Читаем Человек на сцене полностью

   Бассерман, как я сказал, говорит с акцентом, но для роли Отелло он возымел счастливую мысль использовать свой акцент, он его преувеличил; кроме того, он внес в свою речь некоторую медлительность, -- как человек, который говорит не на том языке, на котором думает. Образовался промежуток между мыслью и словом, и получилось нечто поразительное по наивности, по детскости. При этом -- некрасивое, но доброе черное лицо, смеющиеся глаза, белые, чисто негрские, зубы; -- прелести этой речи, очарованию этой непридуманности невозможно противостоять. Я думаю, что немцы испытали тут нечто не только для немецкого зрителя новое, но новое для немецкой расы. На такой экзотизм я немца не считал способным. Ведь, что бы и как бы хорошо ни играл немецкий актер, он всегда остается немцем, и в этой немецкости залог успеха и благодарности немецкого зрителя, а немецкая актриса, даже в самых не ежедневных обстоятельствах, черпает свои интонации из ежедневного обихода жизни. Здесь же, у Бассермана, это было перевоплощение в другую расу. И как заразительна прелесть этого смеха! Я не видал подобной картины счастья на сцене. Человек, который не может понять, откуда ему все это, который не может удержаться, чтобы не смеяться от полноты радости, который на самое обвинение старика Брабанцио в том, что он приворожил его дочь, отвечает таким добрым смехом перед невероятностью подобного предположения, что его самозащита становится подробностью, даже совсем не нужной. И что передаст впечатаете этого влюбленного мурлыкания, когда он слушает или обнимает Дездемону, когда бедному сыну пустыни не хватает слов на незнакомом языке, -- мурлыкание, которое, если бы перевести его на слова, значило бы -- "нет, уж это слишком, право же слишком". Когда, обращаясь к сенаторам, он говорит, что вот как и вот почему они друг друга полюбили, то в интонации чувствуется: "Не правда ли, господа, на моем месте каждый из вас, сенаторов, поступил бы точно так же". Незабываемо, незабываемо. Я только одно другое выражение счастья еще знаю в искусстве: это квинтет в "Мейстерзингерах". Здесь -- счастье положенное на музыку, там -- счастье воплощенное человеком.

   Прелестна вся картина; чувствуется спешность этого ночного заседания, освещенного только лампами на столе; старый дож -- прямо с картины Моронэ; великолепны сенаторы, писцы, служителя; правдивы все подробности на столе под тихим светом ламп, -- глобус, перья, планы, бумаги, -- ничего лишнего, только то, что нужно для жизни, -- красота утилитарности давно прошедших дней...

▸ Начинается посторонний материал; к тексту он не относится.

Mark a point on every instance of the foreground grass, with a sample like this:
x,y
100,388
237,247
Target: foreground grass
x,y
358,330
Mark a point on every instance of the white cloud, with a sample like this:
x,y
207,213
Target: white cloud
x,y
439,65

   Еще прелестная особенность этой картины. Когда заседание кончено и все расходятся, сцена задергивается легкой зеленой занавеской. Перед этой занавеской, на авансцене, Яго ведет свою сцену, но за прозрачным пологом видно, как убирают бумаги, уносят лишние лампы; и, когда прекращается суетня, утихает движение, -- перед одной лампой остается одинокий писец; уже светает над Венецией, а он все пишет, -- протокол ли минувшего заседания или иные бумаги к подписи Дожа?..

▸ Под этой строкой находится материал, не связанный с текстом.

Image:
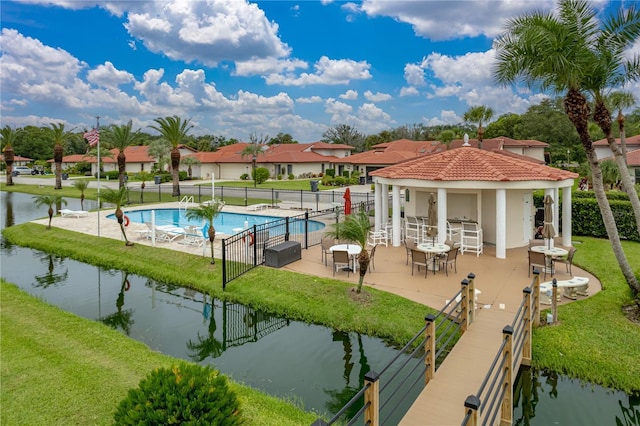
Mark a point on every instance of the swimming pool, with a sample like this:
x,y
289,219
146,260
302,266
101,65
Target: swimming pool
x,y
225,222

   Это лучшее, что я видел в Берлине. Если бы Бассерман, кроме этого первого акта, ничего не создал, этого было бы довольно, чтобы заслужить славу. К сожалению, после первого действия впечатление идет книзу. Прежде всего, Отелло без смеха уже не тот, мы ему уже гораздо меньше верим, а затем, -- у него не хватает силы. Как и в "Гамлете", все умно и интересно, но уже красоты нет. Один раз возвращается смех с мурлыканьем, когда он говорит Яго: "нет, не правда, не верю", но это последнее видение, и тот же Отелло, который в радости трогал нас до слез, оставляет нас безразличными к своему горю.